Datei:Thomas Strobl - 2017248165903 2017-09-05 CDU Wahlkampf Heidelberg -  Sven - 1D X MK II - 018 - B70I5934.jpg – Wikipedia

Berlin (ddp) – Aus SPD und FDP kommt scharfe Kritik an dem Vorschlag des baden-württembergischen Innenministers Thomas Strobl (CDU), hartnäckige Quarantäneverweigerer notfalls in Kliniken zwangseinzuweisen.

„Es erschüttert mich wie gering offenbar die Kenntnisse der baden-württembergischen Landesregierung und insbesondere des Innenministers in Bezug auf unsere Grundrechte sind“, sagte die innenpolitische Sprecherin der SPD-Bundestagsfraktion, Ute Vogt, dem „Redaktionsnetzwerk Deutschland“ (Samstagausgaben).

Freiheitsentzug sei einer der schwersten Eingriffe, den man kenne.
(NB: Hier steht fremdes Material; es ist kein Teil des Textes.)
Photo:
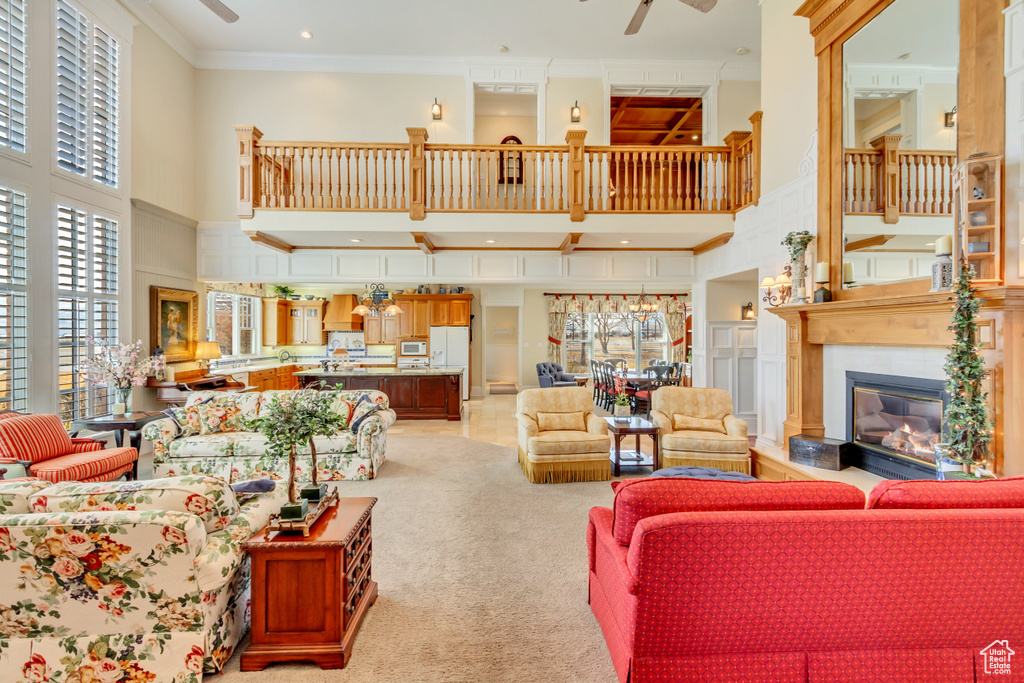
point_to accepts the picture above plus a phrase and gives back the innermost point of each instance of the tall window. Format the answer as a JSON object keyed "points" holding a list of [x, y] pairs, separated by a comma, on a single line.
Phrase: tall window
{"points": [[607, 336], [232, 322], [13, 304], [87, 305], [12, 75], [87, 97]]}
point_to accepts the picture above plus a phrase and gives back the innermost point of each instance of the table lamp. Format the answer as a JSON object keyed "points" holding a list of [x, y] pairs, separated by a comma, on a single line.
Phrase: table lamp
{"points": [[206, 351]]}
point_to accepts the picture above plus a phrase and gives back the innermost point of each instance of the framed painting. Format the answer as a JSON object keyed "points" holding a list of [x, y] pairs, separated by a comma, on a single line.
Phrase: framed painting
{"points": [[174, 323]]}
„Diesen auf Quarantäneverweigerer anwenden zu wollen ist haarsträubend“, kritisierte die SPD-Politikerin, die selbst aus Baden-Württemberg stammt. „Solche Vorschläge fördern aktiv das Misstrauen von Menschen in die Arbeit der Politik in Zeiten der Krise“, fügte Vogt hinzu.

Zuvor hatte bereits der innenpolitische Sprecher der FDP-Bundestagsfraktion, Konstantin Kuhle, den Vorschlag zurückgewiesen. „Die vom baden-württembergischen Innenminister Strobl vorgeschlagene Zwangseinweisung in geschlossene Krankenhäuser schießt völlig über das Ziel hinaus. Das ständige Winken mit unverhältnismäßigen Maßnahmen untergräbt das Vertrauen der Menschen in die dringend erforderliche Pandemie-Bekämpfung“, hatte Kuhle dem RND gesagt.